La trasmissione avviene per contatto diretto con la pelle infetta o, più frequentemente, attraverso il contatto indiretto con superfici contaminate. I fattori che aumentano il rischio di contrarre l’infezione includono:

  • Ambienti umidi e pubblici: frequentare piscine, spogliatoi e docce comuni camminando a piedi nudi.
  • Calzature inadeguate: l’uso prolungato di scarpe chiuse, strette o realizzate con materiali sintetici che non permettono la traspirazione.
  • Iperidrosi: la sudorazione eccessiva dei piedi crea un microclima caldo e umido ideale per la crescita fungina.
  • Scarsa igiene: non asciugare accuratamente gli spazi tra le dita dopo il lavaggio.
  • Fattori sistemici: la presenza di patologie come il diabete mellito o disturbi del sistema immunitario che rendono l’organismo più vulnerabile.

Sintomatologia

Il quadro clinico del piede d’atleta può variare sensibilmente a seconda della forma clinica manifestata. Si distinguono generalmente tre tipologie principali:

  • Forma interdigitale: è la più comune e colpisce solitamente lo spazio tra il terzo e il quarto dito o tra il quarto e il quinto. Si manifesta con arrossamento, macerazione della pelle che appare biancastra e umida, e desquamazione.
  • Forma ipercheratosica (a mocassino): interessa la pianta e i lati del piede. La pelle appare ispessita, secca e presenta una desquamazione diffusa, spesso accompagnata da piccole lesioni o ragadi dolorose.
  • Forma vescicolo-bollosa: caratterizzata dalla comparsa improvvisa di piccole bolle o vescicole piene di liquido, spesso pruriginose, localizzate solitamente sull’arco plantare o negli spazi interdigitali.

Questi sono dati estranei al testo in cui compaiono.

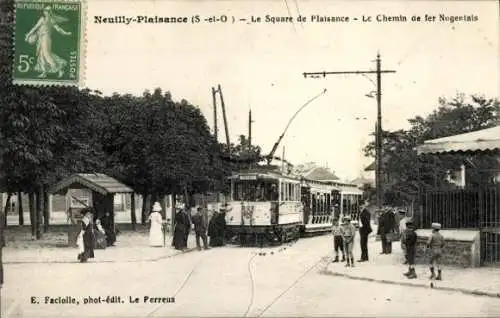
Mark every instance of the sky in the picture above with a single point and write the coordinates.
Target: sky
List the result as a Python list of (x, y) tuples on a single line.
[(260, 66)]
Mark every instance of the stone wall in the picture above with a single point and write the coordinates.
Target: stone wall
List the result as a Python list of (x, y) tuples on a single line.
[(462, 248)]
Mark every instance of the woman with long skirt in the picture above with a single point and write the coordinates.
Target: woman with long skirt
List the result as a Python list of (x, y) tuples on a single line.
[(86, 237), (155, 231)]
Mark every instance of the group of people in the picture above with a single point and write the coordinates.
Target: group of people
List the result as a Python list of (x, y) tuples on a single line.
[(344, 233), (209, 233), (92, 235)]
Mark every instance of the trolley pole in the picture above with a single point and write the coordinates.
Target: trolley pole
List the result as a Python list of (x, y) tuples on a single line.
[(378, 136)]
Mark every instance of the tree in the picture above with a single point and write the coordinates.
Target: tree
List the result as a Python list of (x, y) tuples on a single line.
[(405, 172)]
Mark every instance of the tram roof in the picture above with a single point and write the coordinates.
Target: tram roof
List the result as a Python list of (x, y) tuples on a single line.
[(270, 174)]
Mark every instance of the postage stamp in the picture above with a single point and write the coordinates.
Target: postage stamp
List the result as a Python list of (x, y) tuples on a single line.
[(49, 42)]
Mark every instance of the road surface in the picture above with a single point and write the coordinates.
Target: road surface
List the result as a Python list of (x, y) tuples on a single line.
[(229, 281)]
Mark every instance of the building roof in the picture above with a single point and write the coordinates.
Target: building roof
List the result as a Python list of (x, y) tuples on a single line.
[(320, 174), (97, 182), (481, 140)]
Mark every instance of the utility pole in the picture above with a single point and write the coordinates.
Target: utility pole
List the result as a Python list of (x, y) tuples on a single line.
[(250, 130), (225, 118), (378, 138), (214, 102)]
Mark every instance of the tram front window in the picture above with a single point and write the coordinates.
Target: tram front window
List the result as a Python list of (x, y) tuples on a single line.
[(255, 191)]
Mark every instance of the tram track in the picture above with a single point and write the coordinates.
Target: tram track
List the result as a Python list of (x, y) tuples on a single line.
[(203, 258)]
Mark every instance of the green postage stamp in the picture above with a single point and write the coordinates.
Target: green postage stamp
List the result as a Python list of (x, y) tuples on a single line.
[(49, 42)]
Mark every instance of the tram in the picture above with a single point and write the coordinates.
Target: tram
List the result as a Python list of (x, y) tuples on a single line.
[(268, 206)]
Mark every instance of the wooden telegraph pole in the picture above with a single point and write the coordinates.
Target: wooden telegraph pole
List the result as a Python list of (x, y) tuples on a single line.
[(378, 140)]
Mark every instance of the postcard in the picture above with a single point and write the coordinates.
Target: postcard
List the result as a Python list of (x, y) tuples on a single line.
[(237, 158)]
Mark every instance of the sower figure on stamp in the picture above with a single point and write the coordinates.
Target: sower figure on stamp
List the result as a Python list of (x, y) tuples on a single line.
[(41, 35), (200, 229), (436, 243), (364, 231)]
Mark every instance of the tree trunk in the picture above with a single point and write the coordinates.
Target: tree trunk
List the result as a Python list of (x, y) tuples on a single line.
[(38, 211), (161, 200), (31, 203), (133, 217), (146, 197), (20, 208), (6, 209), (46, 212)]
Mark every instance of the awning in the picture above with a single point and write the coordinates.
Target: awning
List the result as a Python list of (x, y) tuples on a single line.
[(97, 182), (481, 140)]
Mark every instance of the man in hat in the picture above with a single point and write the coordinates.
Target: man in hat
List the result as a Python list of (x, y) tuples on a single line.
[(402, 232), (200, 229), (212, 232), (348, 234), (386, 227), (364, 231), (436, 243), (410, 247), (220, 225)]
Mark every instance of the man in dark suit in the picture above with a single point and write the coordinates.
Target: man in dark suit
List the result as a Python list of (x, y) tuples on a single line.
[(200, 229), (386, 226), (364, 231)]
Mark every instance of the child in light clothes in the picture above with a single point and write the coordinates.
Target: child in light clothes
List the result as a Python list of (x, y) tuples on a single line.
[(436, 243), (348, 234), (338, 242), (410, 248)]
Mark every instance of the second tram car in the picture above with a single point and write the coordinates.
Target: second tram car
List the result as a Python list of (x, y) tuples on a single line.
[(273, 207)]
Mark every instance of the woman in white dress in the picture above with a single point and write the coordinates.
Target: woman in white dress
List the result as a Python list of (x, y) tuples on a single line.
[(155, 231), (41, 35)]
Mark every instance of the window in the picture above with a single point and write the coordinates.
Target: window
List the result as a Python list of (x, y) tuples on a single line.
[(255, 190)]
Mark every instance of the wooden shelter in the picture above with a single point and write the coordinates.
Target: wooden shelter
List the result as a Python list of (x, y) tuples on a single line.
[(103, 189)]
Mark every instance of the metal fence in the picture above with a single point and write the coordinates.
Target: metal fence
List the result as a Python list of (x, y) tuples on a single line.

In generale, i sintomi comuni riportati dai pazienti comprendono:

  • Prurito intenso, specialmente dopo aver tolto le scarpe.
  • Sensazione di bruciore o dolore nelle aree fessurate.
  • Cattivo odore persistente dovuto alla decomposizione dei tessuti e alla possibile presenza di batteri.
  • Pelle che si stacca a lembi o presenza di crosticine.

Diagnosi

La diagnosi di tinea pedis è prevalentemente clinica e viene effettuata dal medico di medicina generale o dal dermatologo attraverso l’osservazione diretta delle lesioni. Tuttavia, poiché i sintomi possono simulare altre patologie cutanee come la psoriasi, la dermatite da contatto o l’eczema disidrosico, possono essere necessari approfondimenti diagnostici:

  • Esame microscopico a fresco: consiste nel prelievo di un piccolo campione di squame cutanee, trattate con idrossido di potassio (KOH) per sciogliere la cheratina e visualizzare le ife fungine al microscopio.
  • Esame colturale: le squame vengono poste su terreni di coltura specifici per identificare l’esatta specie di fungo responsabile. Questo esame richiede solitamente da una a tre settimane.
  • Luce di Wood: una lampada a raggi ultravioletti che può evidenziare la fluorescenza di alcuni tipi di funghi.

Quando rivolgersi allo specialista

La gestione più appropriata viene definita dal medico specialista a seguito di un’accurata valutazione clinica, in base alla causa individuata e alle caratteristiche di ciascun paziente. In presenza di sintomi persistenti, ricorrenti o particolarmente intensi è importante rivolgersi a un professionista qualificato per un corretto inquadramento, evitando soluzioni autonome o non personalizzate.